Search code examples
rdplyrsurvey

lapply to run to run two anonymous functions simultaneously


I have data such as this. I am using the survey package to produce the MEAN, SE and FREQ of each variables in the vector named vars.

library(survey)

df <- data.frame(sex = c('F', 'M', NA, 'M', 'M', 'M', 'F', 'F'),
                 married = c(1,1,1,1,0,0,1,1),
                 pens = c(0, 1, 1, NA, 1, 1, 0, 0),
                 weight = c(1.12, 0.55, 1.1, 0.6, 0.23, 0.23, 0.66, 0.67))


vars <- c("sex","married","pens")

This is my survey design:

design <- svydesign(ids=~1, data=df, weights=~weight)

I am using lapply to find the means:

lapply(vars, function(x) 
    svymean(as.formula(paste0('~interaction(', x, ')')), design, na.rm = T))

I am using lapply to find the freqs:

lapply(vars, function(x) 
    svytable(as.formula(paste0('~interaction(', x, ')')), design))

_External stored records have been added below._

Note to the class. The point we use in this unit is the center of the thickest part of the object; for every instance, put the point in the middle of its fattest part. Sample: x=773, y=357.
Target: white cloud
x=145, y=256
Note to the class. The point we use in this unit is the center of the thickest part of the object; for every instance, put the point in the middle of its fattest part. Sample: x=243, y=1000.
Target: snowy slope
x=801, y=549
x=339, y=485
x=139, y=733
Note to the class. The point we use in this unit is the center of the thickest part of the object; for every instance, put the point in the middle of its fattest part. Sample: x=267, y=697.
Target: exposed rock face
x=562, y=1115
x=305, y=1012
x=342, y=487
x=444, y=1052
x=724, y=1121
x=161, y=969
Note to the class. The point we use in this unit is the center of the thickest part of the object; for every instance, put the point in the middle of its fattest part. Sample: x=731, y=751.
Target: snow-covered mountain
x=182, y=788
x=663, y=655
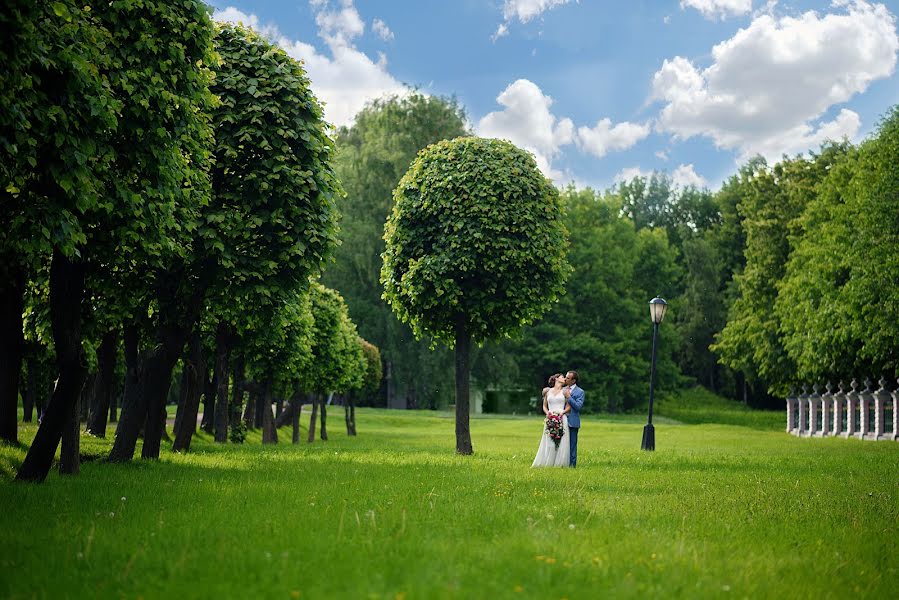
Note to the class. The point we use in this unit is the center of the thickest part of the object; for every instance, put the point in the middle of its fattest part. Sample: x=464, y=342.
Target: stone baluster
x=826, y=405
x=852, y=410
x=864, y=402
x=803, y=406
x=881, y=397
x=792, y=401
x=814, y=402
x=839, y=399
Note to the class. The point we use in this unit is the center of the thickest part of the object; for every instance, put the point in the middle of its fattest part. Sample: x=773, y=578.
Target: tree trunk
x=260, y=404
x=236, y=392
x=313, y=398
x=29, y=401
x=105, y=385
x=134, y=407
x=285, y=417
x=210, y=389
x=295, y=408
x=12, y=344
x=183, y=391
x=222, y=355
x=88, y=393
x=463, y=350
x=324, y=415
x=346, y=414
x=249, y=413
x=114, y=401
x=196, y=369
x=66, y=295
x=171, y=337
x=269, y=434
x=70, y=452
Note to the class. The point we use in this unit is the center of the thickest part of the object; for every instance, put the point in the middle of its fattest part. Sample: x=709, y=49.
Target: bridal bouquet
x=554, y=427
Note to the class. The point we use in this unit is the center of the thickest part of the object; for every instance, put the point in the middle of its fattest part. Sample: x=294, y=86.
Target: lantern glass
x=657, y=308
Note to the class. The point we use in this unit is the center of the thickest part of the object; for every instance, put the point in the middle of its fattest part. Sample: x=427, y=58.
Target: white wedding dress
x=547, y=454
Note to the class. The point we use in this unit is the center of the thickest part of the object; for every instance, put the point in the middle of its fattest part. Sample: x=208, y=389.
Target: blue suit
x=576, y=400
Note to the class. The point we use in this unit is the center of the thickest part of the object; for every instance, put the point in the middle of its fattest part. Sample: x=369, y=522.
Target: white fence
x=867, y=414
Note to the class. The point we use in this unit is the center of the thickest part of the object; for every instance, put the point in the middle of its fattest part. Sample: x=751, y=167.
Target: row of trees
x=781, y=275
x=166, y=182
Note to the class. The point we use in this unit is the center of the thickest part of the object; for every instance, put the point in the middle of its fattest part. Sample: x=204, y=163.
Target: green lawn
x=716, y=511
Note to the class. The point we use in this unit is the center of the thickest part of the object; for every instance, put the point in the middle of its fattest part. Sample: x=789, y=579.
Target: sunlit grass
x=717, y=510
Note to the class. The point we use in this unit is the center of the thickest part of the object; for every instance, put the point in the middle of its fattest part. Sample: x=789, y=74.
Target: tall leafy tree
x=836, y=304
x=57, y=112
x=475, y=248
x=600, y=327
x=752, y=341
x=373, y=154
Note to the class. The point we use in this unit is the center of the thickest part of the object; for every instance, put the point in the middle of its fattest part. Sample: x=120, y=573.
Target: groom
x=575, y=397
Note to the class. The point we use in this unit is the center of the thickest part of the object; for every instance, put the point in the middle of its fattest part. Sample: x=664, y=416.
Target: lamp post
x=657, y=308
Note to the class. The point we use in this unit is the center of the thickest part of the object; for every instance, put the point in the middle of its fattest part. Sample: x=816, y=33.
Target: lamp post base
x=649, y=438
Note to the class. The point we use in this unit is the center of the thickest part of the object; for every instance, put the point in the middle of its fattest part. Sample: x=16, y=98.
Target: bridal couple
x=563, y=398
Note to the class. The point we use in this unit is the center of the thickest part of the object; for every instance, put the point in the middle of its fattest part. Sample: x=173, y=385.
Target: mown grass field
x=717, y=511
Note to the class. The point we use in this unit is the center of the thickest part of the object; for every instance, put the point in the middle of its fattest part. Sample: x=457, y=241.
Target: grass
x=717, y=511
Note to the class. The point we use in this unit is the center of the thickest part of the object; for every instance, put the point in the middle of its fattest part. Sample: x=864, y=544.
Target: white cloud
x=684, y=176
x=712, y=9
x=381, y=28
x=345, y=78
x=233, y=15
x=769, y=85
x=523, y=11
x=604, y=137
x=527, y=121
x=628, y=173
x=338, y=26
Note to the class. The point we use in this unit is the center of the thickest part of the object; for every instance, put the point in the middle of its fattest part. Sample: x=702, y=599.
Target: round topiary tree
x=475, y=249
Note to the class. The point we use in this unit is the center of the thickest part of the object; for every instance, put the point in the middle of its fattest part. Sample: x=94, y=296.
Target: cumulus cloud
x=770, y=84
x=685, y=175
x=682, y=176
x=605, y=137
x=526, y=121
x=714, y=9
x=523, y=11
x=628, y=173
x=381, y=28
x=344, y=78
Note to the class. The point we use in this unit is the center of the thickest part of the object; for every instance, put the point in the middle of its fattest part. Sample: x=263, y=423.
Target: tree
x=475, y=248
x=271, y=218
x=836, y=307
x=601, y=328
x=54, y=151
x=273, y=182
x=775, y=198
x=372, y=156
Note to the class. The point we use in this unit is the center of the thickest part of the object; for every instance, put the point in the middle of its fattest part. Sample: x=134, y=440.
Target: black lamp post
x=657, y=308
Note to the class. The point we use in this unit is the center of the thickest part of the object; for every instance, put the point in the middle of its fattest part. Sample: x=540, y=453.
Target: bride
x=548, y=454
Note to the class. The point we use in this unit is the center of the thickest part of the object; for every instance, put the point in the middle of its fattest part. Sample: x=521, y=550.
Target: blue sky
x=600, y=91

Is there a way to run lapply over these two functions as the same tine? I would like my output to look like this:

                   mean     SE     freq
interaction(sex)F 0.60345 0.2067    2.45
interaction(sex)M 0.39655 0.2067    1.61

I tried:

lapply(vars, function(x) 
  svymean(as.formula(paste0('~interaction(', x, ')')),
  svytable(as.formula(paste0('~interaction(', x, ')')), design)))

Solution

  • The best way would just be to have the function return both results in a list. But also honestly I find it better if things are getting complicated to create the function outside of the lapply. So this is what I would probably do:

    myfun <- function(x){
      means <- svymean(as.formula(paste0('~interaction(', x, ')')), design, na.rm = T)
      table <- svytable(as.formula(paste0('~interaction(', x, ')')), design)
      results <- list(svymean = means, svytable = table)
      return(results)
    }
    
    lapply(vars, myfun)
    

    You obviously could just do this as an anonymous function like...

    lapply(vars, function(x){
          means <- svymean(as.formula(paste0('~interaction(', x, ')')), design, na.rm = T)
          table <- svytable(as.formula(paste0('~interaction(', x, ')')), design)
          results <- list(svymean = means, svytable = table)
          return(results)
        })
    

    You don't necessarily even need to store the intermediate results

    lapply(vars, function(x){
          list(svymean = svymean(as.formula(paste0('~interaction(', x, ')')), design, na.rm = T), svytable = svytable(as.formula(paste0('~interaction(', x, ')')), design))})
    

    But hopefully you'll agree that isn't pretty.